Ontem passou na SIC uma reportagem que analisava as aquisições de helicópteros e submarinos pelo Estado Português, que envolviam milhões de euros em contrapartidas que nunca foram efectuadas. O negócio dos helicópteros pressuponha 400 milhões de euros em negócios para empresas portuguesas, mediante a autorização de comercializar certos produtos e tecnologia fornecida pela empresa italiana que vendeu os aparelhos. A realidade é que as empresas portuguesas nunca viram lucro nenhum e dos 400 milhões só 87 milhões chegaram efectivamente. Grande negocio, não? A coisa ainda melhora, porque não houve qualquer compromisso para garantir a manutenção dos helicópteros, por falta de peças sobressalentes 6 estão inactivos e a sua reparação terá que ser feita em Inglaterra, tudo suportado pelo contribuinte.

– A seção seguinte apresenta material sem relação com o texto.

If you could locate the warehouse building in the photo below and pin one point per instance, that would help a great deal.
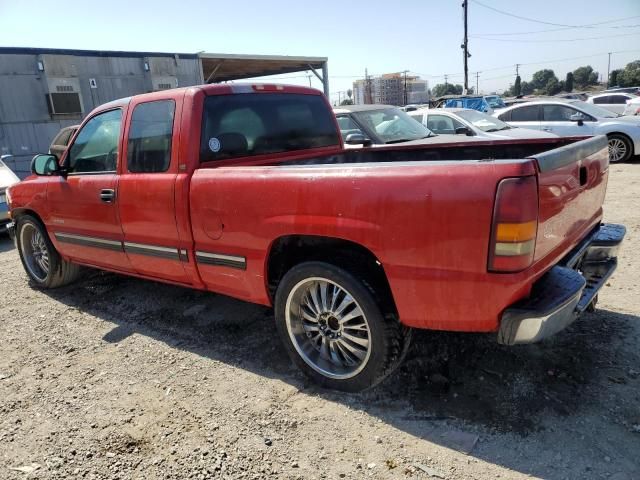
(43, 90)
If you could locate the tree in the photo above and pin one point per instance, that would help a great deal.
(630, 76)
(568, 82)
(541, 79)
(585, 76)
(613, 77)
(446, 89)
(517, 87)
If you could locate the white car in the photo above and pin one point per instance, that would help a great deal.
(7, 178)
(464, 121)
(632, 107)
(614, 101)
(568, 118)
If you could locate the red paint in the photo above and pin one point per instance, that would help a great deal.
(429, 224)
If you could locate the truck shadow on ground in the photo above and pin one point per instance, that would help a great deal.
(467, 381)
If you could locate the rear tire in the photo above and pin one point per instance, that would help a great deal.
(620, 148)
(334, 329)
(40, 259)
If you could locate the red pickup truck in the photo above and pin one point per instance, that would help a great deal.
(246, 190)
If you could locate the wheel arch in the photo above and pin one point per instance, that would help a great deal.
(288, 251)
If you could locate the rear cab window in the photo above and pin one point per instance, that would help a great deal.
(244, 125)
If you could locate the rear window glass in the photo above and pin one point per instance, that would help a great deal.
(254, 124)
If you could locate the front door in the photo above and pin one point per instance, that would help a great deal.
(83, 213)
(147, 191)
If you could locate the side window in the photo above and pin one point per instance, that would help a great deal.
(96, 146)
(557, 113)
(528, 113)
(441, 124)
(149, 144)
(348, 126)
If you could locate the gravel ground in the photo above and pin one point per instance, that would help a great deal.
(115, 377)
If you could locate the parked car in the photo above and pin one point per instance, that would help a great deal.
(573, 117)
(614, 102)
(463, 121)
(7, 178)
(61, 140)
(251, 194)
(632, 107)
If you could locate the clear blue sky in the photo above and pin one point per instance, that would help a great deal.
(422, 36)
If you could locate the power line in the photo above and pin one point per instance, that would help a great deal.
(553, 41)
(502, 12)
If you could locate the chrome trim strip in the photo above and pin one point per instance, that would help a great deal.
(222, 260)
(152, 250)
(88, 241)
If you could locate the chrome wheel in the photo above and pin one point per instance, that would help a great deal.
(328, 328)
(618, 150)
(34, 251)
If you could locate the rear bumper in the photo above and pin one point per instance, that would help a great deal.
(564, 292)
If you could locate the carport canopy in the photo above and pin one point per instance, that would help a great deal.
(220, 67)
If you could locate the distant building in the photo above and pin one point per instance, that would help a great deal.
(390, 89)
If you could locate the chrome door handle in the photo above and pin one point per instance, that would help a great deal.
(107, 195)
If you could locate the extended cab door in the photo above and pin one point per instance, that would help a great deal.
(83, 214)
(147, 189)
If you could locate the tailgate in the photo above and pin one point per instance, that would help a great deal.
(572, 184)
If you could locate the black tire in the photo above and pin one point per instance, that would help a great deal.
(389, 340)
(60, 272)
(616, 139)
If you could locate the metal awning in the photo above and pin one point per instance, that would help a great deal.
(220, 67)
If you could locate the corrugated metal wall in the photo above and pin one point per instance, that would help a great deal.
(27, 127)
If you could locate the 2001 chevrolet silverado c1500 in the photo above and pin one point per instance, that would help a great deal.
(246, 190)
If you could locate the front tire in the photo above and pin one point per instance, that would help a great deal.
(334, 330)
(40, 259)
(620, 148)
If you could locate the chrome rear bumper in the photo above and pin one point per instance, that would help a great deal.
(564, 292)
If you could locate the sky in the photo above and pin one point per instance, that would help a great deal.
(422, 36)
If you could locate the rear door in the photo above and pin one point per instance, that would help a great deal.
(147, 189)
(556, 119)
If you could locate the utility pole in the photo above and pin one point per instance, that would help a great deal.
(465, 47)
(404, 97)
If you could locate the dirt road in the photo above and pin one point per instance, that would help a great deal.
(115, 377)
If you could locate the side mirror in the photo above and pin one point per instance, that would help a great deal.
(577, 117)
(357, 139)
(45, 164)
(464, 131)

Só falta referir que o responsável por este compensatório negócio foi Paulo Portas. Extremamente zeloso, no que diz respeito ao dinheiro gasto com o rendimento mínimo garantido, o ex-ministro da Defesa não parece tão preocupado com as contas do Estado, quando o que esta em causa são helicópteros e submarinos e não pessoas carenciadas. Para além disso, a reportagem faz-nos pensar na forma como os negócios do Estado se realizam, muito pouca importância é dada ao dinheiro que é de todos, porque é mais fácil baixar salários e aumentar impostos, do que racionalizar despesas e planear devidamente as aquisições que se fazem.